Reputation: 23
What are the "best" ways to search for a occurrence of a string in a large number of text files, using python?
As I understand it we can use the following:
for f in files:
with open("file.txt") as f:
for line in f:
# do stuff
Python caches the file in chunks under the hood and therefore the IO penalty is WAY less severe than it looks like at first glance. This is my go-to if I had to read a few files at most.
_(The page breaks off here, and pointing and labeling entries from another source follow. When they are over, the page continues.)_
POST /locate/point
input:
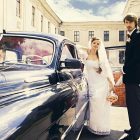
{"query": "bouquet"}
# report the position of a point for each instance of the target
(112, 97)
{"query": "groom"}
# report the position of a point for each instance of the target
(131, 76)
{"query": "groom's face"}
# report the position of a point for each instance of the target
(130, 25)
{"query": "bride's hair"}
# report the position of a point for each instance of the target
(93, 39)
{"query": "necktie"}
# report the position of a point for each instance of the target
(128, 35)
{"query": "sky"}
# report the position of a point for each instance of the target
(88, 10)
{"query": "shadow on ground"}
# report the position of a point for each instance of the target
(87, 135)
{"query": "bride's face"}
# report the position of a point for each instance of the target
(95, 44)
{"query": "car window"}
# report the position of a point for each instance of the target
(28, 50)
(68, 51)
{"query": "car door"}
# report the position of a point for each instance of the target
(75, 79)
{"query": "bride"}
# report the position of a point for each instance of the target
(101, 83)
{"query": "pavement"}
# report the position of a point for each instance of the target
(119, 122)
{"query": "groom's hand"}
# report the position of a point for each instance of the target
(99, 70)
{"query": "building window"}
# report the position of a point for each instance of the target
(62, 33)
(33, 16)
(76, 36)
(106, 35)
(41, 23)
(121, 35)
(49, 28)
(90, 34)
(121, 56)
(18, 8)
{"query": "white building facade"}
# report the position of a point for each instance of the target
(112, 33)
(28, 15)
(132, 6)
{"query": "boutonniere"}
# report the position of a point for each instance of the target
(128, 39)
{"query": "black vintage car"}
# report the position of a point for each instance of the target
(40, 79)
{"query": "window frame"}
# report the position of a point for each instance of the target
(76, 36)
(121, 35)
(106, 35)
(36, 38)
(18, 8)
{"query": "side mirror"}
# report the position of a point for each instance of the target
(71, 64)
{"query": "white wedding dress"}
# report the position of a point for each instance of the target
(99, 107)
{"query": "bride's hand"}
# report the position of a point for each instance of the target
(111, 86)
(99, 70)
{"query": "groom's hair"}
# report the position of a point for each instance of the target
(132, 18)
(94, 38)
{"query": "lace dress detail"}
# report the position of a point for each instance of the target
(99, 107)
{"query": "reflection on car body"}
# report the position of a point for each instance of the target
(40, 77)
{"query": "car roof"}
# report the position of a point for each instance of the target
(55, 37)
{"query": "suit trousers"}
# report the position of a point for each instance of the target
(133, 107)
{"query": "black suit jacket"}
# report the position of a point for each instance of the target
(131, 66)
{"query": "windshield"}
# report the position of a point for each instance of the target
(26, 50)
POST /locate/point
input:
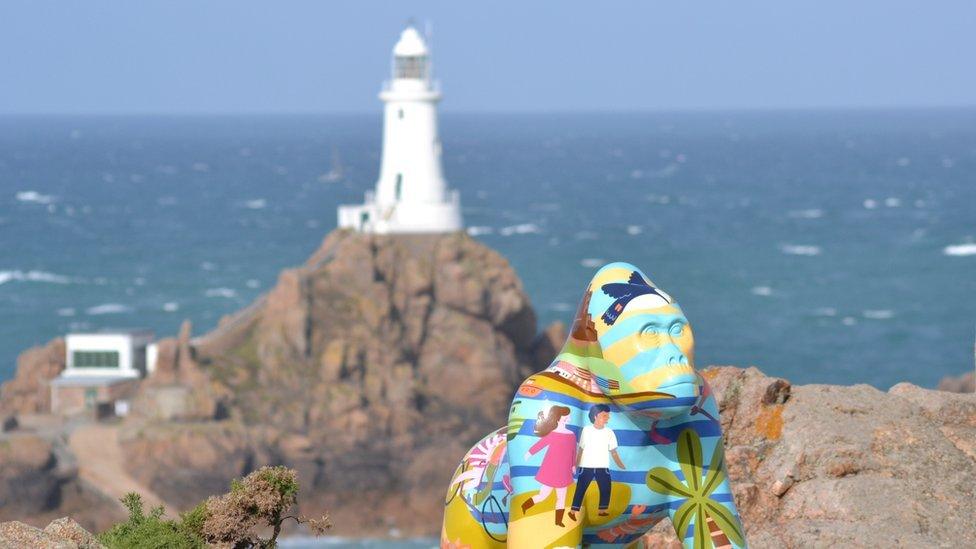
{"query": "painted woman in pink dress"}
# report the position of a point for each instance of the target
(556, 471)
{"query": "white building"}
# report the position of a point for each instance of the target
(102, 370)
(411, 195)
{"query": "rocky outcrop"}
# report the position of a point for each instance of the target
(29, 391)
(369, 369)
(39, 481)
(965, 383)
(62, 533)
(847, 466)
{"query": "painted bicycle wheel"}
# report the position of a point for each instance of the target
(491, 507)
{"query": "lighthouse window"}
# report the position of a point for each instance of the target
(414, 66)
(96, 359)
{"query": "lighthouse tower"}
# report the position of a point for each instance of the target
(411, 195)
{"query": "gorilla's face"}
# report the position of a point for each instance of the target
(643, 333)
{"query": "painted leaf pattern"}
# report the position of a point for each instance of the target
(697, 489)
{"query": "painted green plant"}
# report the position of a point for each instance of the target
(697, 489)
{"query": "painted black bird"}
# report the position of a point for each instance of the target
(625, 292)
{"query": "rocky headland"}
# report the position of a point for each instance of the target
(371, 368)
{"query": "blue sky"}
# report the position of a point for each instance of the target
(245, 56)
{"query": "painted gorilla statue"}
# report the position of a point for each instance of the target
(616, 434)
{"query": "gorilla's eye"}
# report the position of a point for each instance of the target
(648, 337)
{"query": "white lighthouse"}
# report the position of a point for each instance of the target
(411, 195)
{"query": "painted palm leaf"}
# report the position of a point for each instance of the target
(697, 489)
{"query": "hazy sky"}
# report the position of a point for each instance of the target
(179, 56)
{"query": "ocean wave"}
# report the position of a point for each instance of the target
(811, 213)
(33, 276)
(801, 249)
(480, 230)
(35, 197)
(221, 292)
(960, 250)
(108, 309)
(522, 228)
(878, 314)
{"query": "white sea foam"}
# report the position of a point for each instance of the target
(35, 197)
(878, 314)
(960, 250)
(33, 276)
(801, 249)
(523, 228)
(811, 213)
(480, 230)
(108, 309)
(221, 292)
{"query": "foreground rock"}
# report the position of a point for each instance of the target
(29, 392)
(965, 383)
(369, 370)
(63, 533)
(823, 465)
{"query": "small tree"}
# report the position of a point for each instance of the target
(152, 530)
(261, 499)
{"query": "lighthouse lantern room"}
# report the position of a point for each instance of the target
(411, 195)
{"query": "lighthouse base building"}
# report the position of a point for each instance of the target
(411, 195)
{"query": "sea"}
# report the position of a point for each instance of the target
(820, 246)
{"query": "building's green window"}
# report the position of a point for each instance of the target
(96, 359)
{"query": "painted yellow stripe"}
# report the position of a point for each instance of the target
(657, 376)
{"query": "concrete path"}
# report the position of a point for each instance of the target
(96, 447)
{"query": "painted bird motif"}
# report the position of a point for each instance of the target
(625, 292)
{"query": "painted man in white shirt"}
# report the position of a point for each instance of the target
(597, 444)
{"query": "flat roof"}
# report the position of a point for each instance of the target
(116, 331)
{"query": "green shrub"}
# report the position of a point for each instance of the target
(152, 531)
(262, 499)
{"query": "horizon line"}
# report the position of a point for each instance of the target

But I can also do the following in the case of a list of files(or os.walk):
for f in files:
with open("file.txt") as f:
lines = list(f)
for line in lines:
#do stuff
# Or a variation on this
If I have hundreds of files to read I'd like to load them all up into memory before scanning them. The logic here is to keep file access time to a minimum(and let the OS its filesystem magic) and keep the logic minimal it since IO is often the bottleneck. It's obviously going to cost way more memory, but will it improve performance?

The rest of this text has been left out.